In this splendid new edition of McSweeney’s, guest-editor Nyuol Lueth Tong curates a collection of seventeen remarkable new stories from immigrant and refugee writers, the likes of which include Novuyo Tshuma, Maria Kuznetsova, Meron Hadero, and Eskor David Johnson. Inside are stories of home and family, of punctured soccer balls and misused Rolexes, of code-switching and generational divides and burying loved ones and prank-calling 911.
Editor's note (Nyuol Lueth Tong) There is a genre called migrant literature. It covers works by immigrant writers, often about the immigrant experience. Among its chief concerns or themes are displacement, movement, belonging, homecoming, departure, arrival, assimilation, bilingualism, and so on. I suppose we can fairly assume this collection of stories by immigrant writers belongs to that tradition. As immigrant writers, creative spirits caught between worlds whose boundaries are ever shifting, often resulting in more displacement and migration, it is comforting to know there exists a coterie to which belonging is conceivable.
That said, we should embrace this veritable genre with caution, for despite its liberating possibilities, it also preserves the very logic of our exclusion, namely our “foreignness,” our “otherness,” often deployed as a mark of inferiority, marginality, and disposability. In other words, it relegates our works to the periphery of provincialism, outside the so-called canon of world literature. Migrant literature is not only a constitutive part of global literature but also arguably its most vital, exciting, innovative element, concerned as it is with exploring themes and questions that are universal and timeless, yet urgent and humane. All the pieces in this issue exhibit this irreducible quality.
Dave Eggers is an American writer, editor, and publisher. He is best known for his 2000 memoir, A Heartbreaking Work of Staggering Genius, which became a bestseller and was a finalist for the Pulitzer Prize for General Nonfiction. Eggers is also the founder of several notable literary and philanthropic ventures, including the literary journal Timothy McSweeney's Quarterly Concern, the literacy project 826 Valencia, and the human rights nonprofit Voice of Witness. Additionally, he founded ScholarMatch, a program that connects donors with students needing funds for college tuition. His writing has appeared in numerous prestigious publications, including The New Yorker, Esquire, and The New York Times Magazine.
A strong enough collection in this installment from McSweeney’s, featuring a diverse set of authors and a theme of the immigrant experience, though a little uneven.

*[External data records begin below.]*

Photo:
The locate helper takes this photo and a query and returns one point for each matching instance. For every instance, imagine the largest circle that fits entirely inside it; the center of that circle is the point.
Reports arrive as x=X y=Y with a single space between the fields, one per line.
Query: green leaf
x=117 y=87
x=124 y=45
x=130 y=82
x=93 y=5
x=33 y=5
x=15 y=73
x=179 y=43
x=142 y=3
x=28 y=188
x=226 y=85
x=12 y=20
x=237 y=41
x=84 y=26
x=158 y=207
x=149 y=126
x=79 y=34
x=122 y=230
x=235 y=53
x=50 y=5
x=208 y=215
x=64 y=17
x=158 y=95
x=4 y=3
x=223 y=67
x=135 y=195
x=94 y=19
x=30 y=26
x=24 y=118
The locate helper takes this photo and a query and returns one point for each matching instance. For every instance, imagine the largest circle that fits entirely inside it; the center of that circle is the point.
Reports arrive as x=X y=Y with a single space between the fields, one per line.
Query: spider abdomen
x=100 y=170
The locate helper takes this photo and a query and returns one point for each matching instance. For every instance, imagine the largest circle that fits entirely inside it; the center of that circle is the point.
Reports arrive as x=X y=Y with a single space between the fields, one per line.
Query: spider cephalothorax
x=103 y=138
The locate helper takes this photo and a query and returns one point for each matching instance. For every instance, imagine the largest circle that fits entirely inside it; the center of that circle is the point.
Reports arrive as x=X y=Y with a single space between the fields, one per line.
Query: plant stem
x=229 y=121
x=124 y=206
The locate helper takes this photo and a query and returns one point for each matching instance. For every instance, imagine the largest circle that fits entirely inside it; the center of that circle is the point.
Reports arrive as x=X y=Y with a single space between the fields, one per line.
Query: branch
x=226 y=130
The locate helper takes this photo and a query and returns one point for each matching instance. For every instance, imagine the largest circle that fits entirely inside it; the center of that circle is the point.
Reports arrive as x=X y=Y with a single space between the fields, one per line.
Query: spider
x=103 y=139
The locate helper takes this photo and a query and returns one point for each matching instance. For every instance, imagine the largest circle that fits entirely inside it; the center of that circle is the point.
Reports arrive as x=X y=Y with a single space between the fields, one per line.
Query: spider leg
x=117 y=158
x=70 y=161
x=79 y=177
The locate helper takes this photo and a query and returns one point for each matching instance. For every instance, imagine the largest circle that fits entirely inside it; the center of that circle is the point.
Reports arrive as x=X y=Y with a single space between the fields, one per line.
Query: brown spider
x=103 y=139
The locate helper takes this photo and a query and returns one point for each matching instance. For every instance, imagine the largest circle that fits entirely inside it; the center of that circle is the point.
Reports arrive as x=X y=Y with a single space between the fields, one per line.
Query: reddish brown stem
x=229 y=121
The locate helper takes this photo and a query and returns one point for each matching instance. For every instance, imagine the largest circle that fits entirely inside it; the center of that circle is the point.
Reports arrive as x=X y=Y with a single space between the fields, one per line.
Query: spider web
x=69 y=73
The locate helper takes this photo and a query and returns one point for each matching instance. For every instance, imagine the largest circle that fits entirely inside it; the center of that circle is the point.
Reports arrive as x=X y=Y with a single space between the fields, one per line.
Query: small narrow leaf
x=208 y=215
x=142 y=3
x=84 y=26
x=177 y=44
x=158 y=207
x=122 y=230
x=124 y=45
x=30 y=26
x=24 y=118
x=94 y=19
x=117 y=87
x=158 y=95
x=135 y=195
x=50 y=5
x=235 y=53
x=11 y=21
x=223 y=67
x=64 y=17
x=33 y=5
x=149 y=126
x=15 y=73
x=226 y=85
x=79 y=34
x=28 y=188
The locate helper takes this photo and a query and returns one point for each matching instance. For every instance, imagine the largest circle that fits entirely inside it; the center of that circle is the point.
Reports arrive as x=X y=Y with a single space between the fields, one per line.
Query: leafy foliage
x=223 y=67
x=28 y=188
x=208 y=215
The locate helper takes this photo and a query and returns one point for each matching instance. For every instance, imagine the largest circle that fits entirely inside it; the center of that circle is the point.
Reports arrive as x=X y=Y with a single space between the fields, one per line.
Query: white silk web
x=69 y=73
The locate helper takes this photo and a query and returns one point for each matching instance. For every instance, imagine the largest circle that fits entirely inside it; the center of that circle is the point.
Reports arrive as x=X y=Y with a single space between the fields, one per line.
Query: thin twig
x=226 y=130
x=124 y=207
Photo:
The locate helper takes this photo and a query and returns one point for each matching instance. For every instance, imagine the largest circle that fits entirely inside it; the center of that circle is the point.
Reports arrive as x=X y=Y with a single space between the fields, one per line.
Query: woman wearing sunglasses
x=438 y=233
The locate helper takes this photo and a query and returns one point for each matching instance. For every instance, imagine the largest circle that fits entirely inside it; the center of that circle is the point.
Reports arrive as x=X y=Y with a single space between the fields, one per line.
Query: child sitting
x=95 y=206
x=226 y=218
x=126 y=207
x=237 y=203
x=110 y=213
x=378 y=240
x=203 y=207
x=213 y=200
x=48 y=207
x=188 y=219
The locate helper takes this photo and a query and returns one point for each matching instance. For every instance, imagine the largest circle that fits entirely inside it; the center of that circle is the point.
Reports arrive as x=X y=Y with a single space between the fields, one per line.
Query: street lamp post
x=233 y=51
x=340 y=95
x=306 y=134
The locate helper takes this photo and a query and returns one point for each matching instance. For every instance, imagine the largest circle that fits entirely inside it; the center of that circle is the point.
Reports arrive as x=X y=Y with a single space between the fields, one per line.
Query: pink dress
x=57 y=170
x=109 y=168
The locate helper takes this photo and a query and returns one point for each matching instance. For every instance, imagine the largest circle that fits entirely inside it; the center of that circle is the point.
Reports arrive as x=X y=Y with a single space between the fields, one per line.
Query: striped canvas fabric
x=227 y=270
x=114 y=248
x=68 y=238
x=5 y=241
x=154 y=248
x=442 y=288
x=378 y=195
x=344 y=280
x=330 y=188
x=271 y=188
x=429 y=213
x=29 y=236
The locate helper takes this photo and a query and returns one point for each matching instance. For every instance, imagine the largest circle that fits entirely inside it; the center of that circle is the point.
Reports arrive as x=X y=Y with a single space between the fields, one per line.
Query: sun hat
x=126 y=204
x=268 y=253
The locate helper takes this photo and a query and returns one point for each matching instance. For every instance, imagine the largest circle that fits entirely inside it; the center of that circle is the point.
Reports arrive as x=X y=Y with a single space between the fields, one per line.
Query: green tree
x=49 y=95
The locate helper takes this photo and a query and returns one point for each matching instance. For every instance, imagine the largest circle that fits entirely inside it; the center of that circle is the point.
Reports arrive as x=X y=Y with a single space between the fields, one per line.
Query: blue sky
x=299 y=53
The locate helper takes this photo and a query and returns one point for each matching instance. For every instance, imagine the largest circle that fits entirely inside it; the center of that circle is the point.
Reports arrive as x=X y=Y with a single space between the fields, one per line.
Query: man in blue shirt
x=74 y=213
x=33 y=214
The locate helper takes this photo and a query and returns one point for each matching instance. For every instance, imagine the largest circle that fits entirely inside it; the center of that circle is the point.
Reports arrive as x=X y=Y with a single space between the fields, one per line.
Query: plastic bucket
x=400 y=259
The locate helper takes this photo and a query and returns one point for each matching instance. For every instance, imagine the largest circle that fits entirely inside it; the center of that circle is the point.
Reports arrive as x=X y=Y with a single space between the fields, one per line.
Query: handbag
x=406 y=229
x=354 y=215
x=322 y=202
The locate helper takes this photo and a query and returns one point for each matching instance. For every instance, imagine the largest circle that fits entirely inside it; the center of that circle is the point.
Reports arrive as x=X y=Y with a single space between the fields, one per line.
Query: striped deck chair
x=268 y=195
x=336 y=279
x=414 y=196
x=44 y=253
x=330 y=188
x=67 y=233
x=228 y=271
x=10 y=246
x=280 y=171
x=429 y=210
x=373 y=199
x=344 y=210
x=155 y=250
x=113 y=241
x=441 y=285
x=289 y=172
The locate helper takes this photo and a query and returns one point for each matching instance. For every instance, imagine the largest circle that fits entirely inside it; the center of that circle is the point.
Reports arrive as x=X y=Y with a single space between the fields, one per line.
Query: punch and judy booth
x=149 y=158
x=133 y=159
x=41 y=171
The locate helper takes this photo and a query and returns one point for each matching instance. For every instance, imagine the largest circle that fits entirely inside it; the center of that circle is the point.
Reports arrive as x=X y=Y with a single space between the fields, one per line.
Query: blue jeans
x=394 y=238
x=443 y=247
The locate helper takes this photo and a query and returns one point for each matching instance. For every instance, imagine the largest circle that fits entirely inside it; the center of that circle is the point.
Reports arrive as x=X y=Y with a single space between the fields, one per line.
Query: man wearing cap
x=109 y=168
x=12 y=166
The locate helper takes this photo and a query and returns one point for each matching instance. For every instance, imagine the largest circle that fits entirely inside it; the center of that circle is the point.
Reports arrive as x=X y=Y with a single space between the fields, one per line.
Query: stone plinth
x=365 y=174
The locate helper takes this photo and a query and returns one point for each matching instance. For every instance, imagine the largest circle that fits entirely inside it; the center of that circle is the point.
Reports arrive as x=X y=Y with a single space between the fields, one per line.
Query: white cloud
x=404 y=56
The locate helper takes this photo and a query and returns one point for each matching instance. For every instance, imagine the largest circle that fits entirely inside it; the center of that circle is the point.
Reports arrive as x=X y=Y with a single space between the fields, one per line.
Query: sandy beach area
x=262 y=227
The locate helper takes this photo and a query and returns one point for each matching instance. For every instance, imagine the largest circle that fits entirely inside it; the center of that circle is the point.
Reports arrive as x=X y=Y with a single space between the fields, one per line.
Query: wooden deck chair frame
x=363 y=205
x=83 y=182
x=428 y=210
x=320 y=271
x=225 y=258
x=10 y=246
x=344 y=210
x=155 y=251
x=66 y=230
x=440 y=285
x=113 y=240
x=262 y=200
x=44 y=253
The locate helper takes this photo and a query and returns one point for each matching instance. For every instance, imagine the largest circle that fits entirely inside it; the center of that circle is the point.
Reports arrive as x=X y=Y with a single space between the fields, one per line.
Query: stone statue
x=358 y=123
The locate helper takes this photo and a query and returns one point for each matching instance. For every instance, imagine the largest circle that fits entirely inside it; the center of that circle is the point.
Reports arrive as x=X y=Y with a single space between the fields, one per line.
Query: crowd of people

My favorites: “I Pledge Allegiance to the Butterfly”, by Maria Kuznetsova “Five Petals Proud”, by Aya Osuga A. “The Wall”, by Meron Hadero “Cappuccino Please”, by Edvin Suasic “The Cobbler and the Acolyte”, by Ilan Mochari “Chinese Girls Don’t Have Fairy Tales”, by Rita Chang-Eppig
My favorite quote, from “Many Scattered a Bench Along the Banks of Coralville Lake”, by Novuyo Rosa Tshuma, about a funeral: “Their voices tintinnabulated in that death-still afternoon, seeking those soprano peaks and contralto watersheds and tenor valleys, relentless, relentless. They dragged out sorrow as though it were death or its occasion that had given them the wisdom to mine our deepest pits of woe and reflect them back to us in songfuls of unbearable feeling, imploring us nevertheless to bear it. And it was beautiful to hear, and awful, too, so very awful.”
Maybe my least favourite McSweeney’s yet. I feel like I could always count on McSweeney’s to give me a few stories with wit to it, a certain slyness that was reflected in the packaging. The packaging is still unbelievably unique and creative, but it feels like the Trump era has made the editorial board reach out for earnest stories - sometimes painfully earnest - that speak to important issues about discrimination and diversity, but are lacking a sense of humour. It feels like in these times, we could use stories that approach these issues with a knowing smile, but I get why you would go the other way. This book took me almost five months to finish.
The half-page, two-paragraph editor's note rang through my brain while reading these absorbing short stories, amplifying their power and my critical thinking. Acknowledging both the importance and danger of naming "migrant literature" separate and apart from the larger genre of "world literature." It seems like an important moment for McSweeney's to publish a volume of work by immigrant authors but the cautionary note about how to read that is just as important.
While perusing various summer journals at the local book store, I picked up this solid bound collection. The editor’s note hooked me.
While the stories were hit or miss to my personal taste, all had a fresh quality to them and elements that shine. Perhaps because it’s “migrant literature” or just that it’s a large range of people and places concentrated in a tiny volume.
These are the ones I loved.
Five Petals Proud The Wall Cappuccino Please Brandon
Another great collection of short stories, this time all written by authors who have moved to a new country. There is great diversity in these stories, as we are reminded that the immigrant experience is never the same. It's a very timely book to read.
I loved this collection more than any other McSweeney's I've read. Partially because it's about being unmoored and myriad, but also because it's full of some great fucking writing.